- Official DVD cover
- Directed by: Bill Tannen
- Written by: Bruce Haskett
- Produced by: Danny Lerner; Pinchas Perry; Les Weldon;
- Starring: Chuck Norris; Joanna Pacuła; Daniel Bernhardt; Bernie Kopell; Todd Jensen; Marshall R. Teague; Tracy Scoggins; Curt Lowens;
- Cinematography: Peter Moss
- Edited by: Jason A. Payne
- Music by: Elia Cmiral
- Production companies: Modern Digital North by Northwest Entertainment
- Distributed by: Sony Pictures Entertainment
- Release dates: November 23, 2005 (Romania)^{[citation needed]}; March 14, 2006 (United States);
- Running time: 92 minutes
- Country: United States
- Language: English

= The Cutter (film) =

The Cutter is a 2005 American direct-to-video action film directed by Bill Tannen, and starring Chuck Norris, Joanna Pacuła, Daniel Bernhardt, Bernie Kopell and Marshall R. Teague.

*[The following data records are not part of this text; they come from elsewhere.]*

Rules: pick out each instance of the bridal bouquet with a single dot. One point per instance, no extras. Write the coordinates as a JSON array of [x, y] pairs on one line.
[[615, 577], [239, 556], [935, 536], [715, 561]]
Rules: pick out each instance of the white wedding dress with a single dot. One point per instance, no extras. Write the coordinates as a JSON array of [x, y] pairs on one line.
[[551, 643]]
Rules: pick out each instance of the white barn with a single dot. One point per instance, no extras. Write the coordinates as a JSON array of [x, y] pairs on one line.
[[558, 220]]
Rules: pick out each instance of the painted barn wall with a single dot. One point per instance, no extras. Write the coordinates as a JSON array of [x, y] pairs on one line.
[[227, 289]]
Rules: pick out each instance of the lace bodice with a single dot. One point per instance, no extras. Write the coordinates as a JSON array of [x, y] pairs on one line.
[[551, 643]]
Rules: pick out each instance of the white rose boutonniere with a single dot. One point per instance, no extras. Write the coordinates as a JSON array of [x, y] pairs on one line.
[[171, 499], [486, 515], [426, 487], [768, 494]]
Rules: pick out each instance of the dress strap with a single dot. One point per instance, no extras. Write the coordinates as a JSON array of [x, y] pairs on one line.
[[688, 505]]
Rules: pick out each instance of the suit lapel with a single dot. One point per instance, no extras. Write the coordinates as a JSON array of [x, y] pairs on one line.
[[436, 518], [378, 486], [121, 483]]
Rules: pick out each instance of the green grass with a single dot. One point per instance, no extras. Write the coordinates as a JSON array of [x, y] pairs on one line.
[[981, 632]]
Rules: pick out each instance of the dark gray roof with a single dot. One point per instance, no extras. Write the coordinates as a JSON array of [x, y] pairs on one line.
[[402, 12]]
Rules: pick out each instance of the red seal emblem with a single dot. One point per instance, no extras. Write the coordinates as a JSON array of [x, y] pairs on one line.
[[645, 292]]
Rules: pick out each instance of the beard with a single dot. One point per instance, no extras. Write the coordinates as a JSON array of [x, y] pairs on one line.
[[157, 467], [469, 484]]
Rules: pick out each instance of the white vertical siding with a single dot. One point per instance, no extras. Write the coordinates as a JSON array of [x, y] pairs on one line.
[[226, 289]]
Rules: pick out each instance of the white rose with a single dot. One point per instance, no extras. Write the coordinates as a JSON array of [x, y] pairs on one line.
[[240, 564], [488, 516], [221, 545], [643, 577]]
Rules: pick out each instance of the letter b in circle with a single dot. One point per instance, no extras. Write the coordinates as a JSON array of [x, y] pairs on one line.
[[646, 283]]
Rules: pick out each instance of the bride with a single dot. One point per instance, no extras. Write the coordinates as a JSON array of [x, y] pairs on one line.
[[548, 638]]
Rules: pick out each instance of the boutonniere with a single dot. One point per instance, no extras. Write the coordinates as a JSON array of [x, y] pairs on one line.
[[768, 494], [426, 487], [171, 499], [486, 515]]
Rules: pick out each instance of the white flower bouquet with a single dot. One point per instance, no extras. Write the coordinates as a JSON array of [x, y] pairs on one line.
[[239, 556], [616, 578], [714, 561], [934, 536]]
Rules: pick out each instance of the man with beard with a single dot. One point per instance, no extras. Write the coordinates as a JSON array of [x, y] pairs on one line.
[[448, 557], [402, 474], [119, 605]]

After a deadly kidnapping rescue gone wrong, a guilt-ridden detective recruits his specialized SWAT team to successfully rescue an aged diamond cutter from the hands of a murderous thief.

== Plot ==

A former Spokane, Washington cop turned private investigator takes on a case of a missing diamond cutter that leads him on an adventure of love and villainy spanning from the Nazis to the present-day Mob.

== Cast ==

- Chuck Norris as Detective John Sheperd
- Joanna Pacuła as Elizabeth "Liz" Teller
- Daniel Bernhardt as Dirk Cross
- Bernie Kopell as Isaac Teller
- Todd Jensen as Agent Parks
- Tracy Scoggins as Alena
- Marshall R. Teague as Lieutenant Moore
- Deron McBee as Alex, the Repairman
- Dean Cochran as Eddie
- Curt Lowens as Col. Speerman
- Aaron Norris as Anthony Maylan
- Mark Ivanir as Dr. Joseph

== Production ==
===Filming===
Shooting took place in Spokane, Washington.

== Release ==
===Home media===
Sony released it to DVD in the US on March 14, 2006.

== Reception ==
===Critical response===
Scott Weinberg of DVD Talk rated it 1.5/5 stars and called it "the epitome of all things cinematically generic". David Johnson of DVD Talk wrote, "The Cutter is a mediocre film overall, and, specifically, a tame and lame action flick."